I was just reading Perverted Imp’s latest post and it creates a feeling of longing and fear in me. As my husband and I progress, I am feeling the draw of complete submission and the fear of letting go that comes with it. I’ve seen a few of what I thought were at least firm if not hard limits fall by the wayside in the past few weeks. Objectification was a big one, and we were both ready to push that and cross it about the same time. That’s been a common thread, when I have asked for something new, something that had previously been off-limits, we have talked afterwards about the feeling of rightness we both had.
Another hard limit was face slapping, and trust me when I say that I wanted nothing to do with that. Spanking and biting I love and had no trouble processing. Face slapping carries a LOT of baggage with it and not a little of it is triggering for me – not so much the actual action of slapping someone, but the fact that I parse it as an action filled with anger and contempt. These are emotions that I have to keep very far away from anything we do as play. Connecting those emotions to spanking and face slapping changes them from play to abuse for me. Last night when we started fooling around, I had to ask him to not be quite as stern in his orders. I want to submit to his control, but if I perceive his control being exercised using anger and humiliation it’s not play – it’s me as a child trying to not get hurt.
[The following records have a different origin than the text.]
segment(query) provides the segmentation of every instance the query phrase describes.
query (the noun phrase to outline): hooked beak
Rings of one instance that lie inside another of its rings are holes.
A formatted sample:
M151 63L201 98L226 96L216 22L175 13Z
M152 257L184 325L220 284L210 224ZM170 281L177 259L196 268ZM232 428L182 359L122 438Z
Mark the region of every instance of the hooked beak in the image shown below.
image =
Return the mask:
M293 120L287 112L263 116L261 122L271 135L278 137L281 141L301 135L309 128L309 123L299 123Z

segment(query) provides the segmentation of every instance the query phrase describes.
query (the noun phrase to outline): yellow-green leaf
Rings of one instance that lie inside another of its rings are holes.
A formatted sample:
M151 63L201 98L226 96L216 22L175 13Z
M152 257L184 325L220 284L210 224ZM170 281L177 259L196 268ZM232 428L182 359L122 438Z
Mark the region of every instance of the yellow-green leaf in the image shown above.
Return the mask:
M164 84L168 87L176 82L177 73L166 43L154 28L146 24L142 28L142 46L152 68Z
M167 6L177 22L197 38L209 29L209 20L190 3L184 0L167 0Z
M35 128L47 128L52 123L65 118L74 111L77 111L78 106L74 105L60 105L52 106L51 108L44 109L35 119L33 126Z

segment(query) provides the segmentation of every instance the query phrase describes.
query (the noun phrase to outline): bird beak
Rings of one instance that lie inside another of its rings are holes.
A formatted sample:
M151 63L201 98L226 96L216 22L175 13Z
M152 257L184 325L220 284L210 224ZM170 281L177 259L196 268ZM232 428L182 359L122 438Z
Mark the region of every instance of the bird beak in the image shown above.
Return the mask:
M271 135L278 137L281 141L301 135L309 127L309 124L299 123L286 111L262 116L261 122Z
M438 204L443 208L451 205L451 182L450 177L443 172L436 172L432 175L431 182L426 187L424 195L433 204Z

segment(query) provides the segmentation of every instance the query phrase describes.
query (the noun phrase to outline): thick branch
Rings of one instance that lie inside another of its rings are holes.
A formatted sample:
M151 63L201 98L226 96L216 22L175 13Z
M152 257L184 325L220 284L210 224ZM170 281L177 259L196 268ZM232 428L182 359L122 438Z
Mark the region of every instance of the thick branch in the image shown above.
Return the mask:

Last night was a tough one because not only did I have to ask for him to not be stern with me, I also climaxed without permission. This morning I’m still a little upset about it, last night in the moment I was a few steps away from being devastated. Right now I’m wondering if I’m cut out for this. We have to tread such a careful path lest I become a ball of childhood PTSD and I wonder if it’s too much to ask of him.
I need to step away and call him. This is the drop speaking and as hard as it is I need to cross my arms over my chest and let myself fall back into his waiting arms.
One of the biggest things he and I talk about is how important it is that we separate the hard D/s from our romantic relationship. He treats me very differently as his girlfriend than he does as he does when I am in object space. (Yes, objectification is new to me, as well, your post resonated back to me as mine did to you.) It is important to me that there is this difference and separation. It protects us both.
We’re working on that separation right now – it’s all so new that it’s very easy to get swept up in the moment. As hard as it was for me, I am very happy I was able to speak up last night because it would have been much worse for me today if I had not.